Het wonder dat Jona door een grote walvis wordt opgeslokt is een van de bekende verhalen die al vroeg op de zondagsschool worden verteld. Meestal wordt de nadruk gelegd op allerlei smeuïge details die niet in de Bijbel worden genoemd.
Goed om eens opnieuw naar de tekst te kijken (Willibrordvertaling, herziene editie 1995), volgens de moderne versnummering:
‘In mijn nood roep ik de HEER aan,
en Hij heeft mij geantwoord.
Uit de schoot van de onderwereld schreeuw ik:
luister naar mijn stem!
4 U hebt mij in de afgrond geworpen,
in het hart van de zee;
stromen water omgeven mij;
al uw brekers, al uw golven slaan over mij heen.
5 Ik zei het al: ik ben verworpen,
uit uw ogen verbannen.
Hoe zal ik ooit nog uw heilige tempel aanschouwen?
6 Het water staat tot mijn lippen,
de oceaan omringt mij,
mijn hoofd is met wier omwonden.
7 Tot aan het grondvlak van de bergen
ben ik in de onderwereld afgedaald;
haar grendels zijn achter mij dichtgegaan, voor eeuwig.
Trek mij levend omhoog uit de grafkuil, HEER, mijn God!

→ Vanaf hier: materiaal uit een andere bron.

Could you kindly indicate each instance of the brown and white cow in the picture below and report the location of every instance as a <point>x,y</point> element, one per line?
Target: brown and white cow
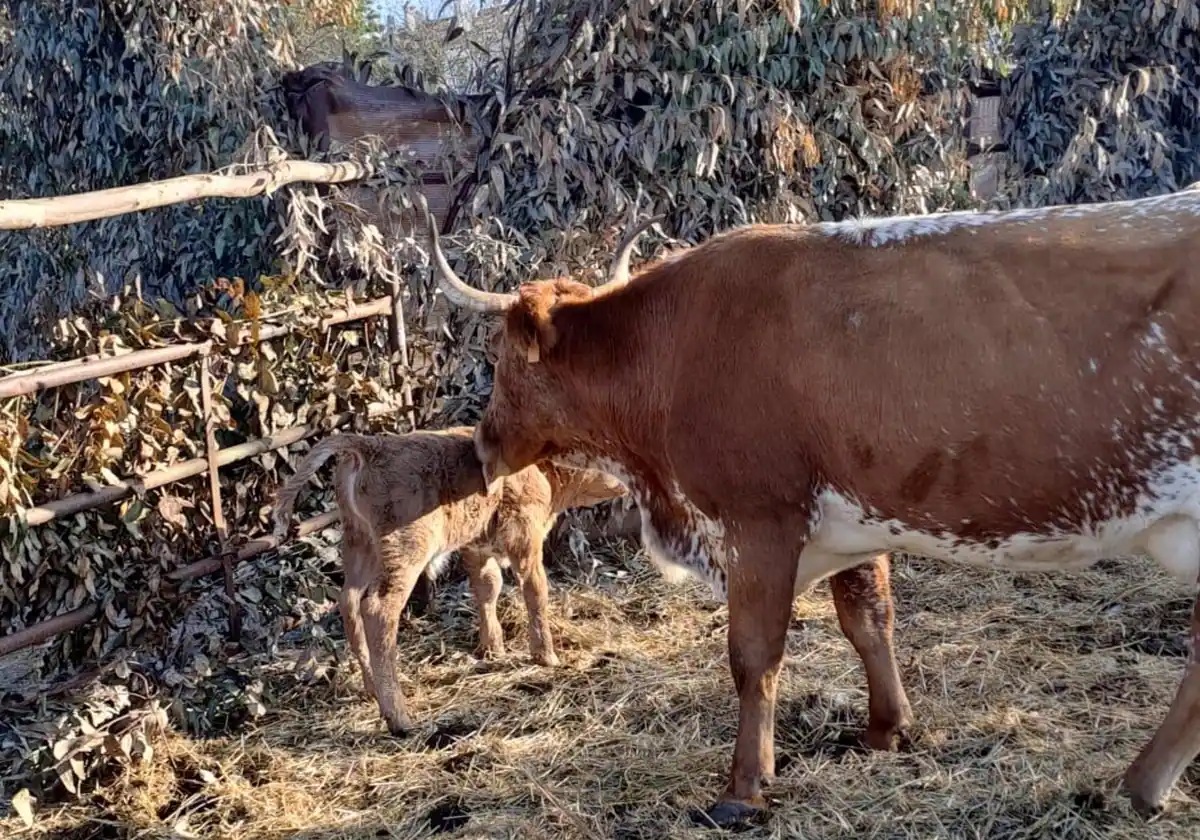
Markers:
<point>1018,390</point>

8 Nu mijn levensadem het begeeft,
gaan mijn gedachten naar de HEER.
Laat mijn gebed tot U komen,
in uw heilige tempel.
9 Degenen die waanbeelden dienen
geven hun genade prijs.
10 Maar ik, ik wil onder lofgezang
offers aan U brengen,
ik wil mij houden aan mijn gelofte.
Bij de HEER is redding.’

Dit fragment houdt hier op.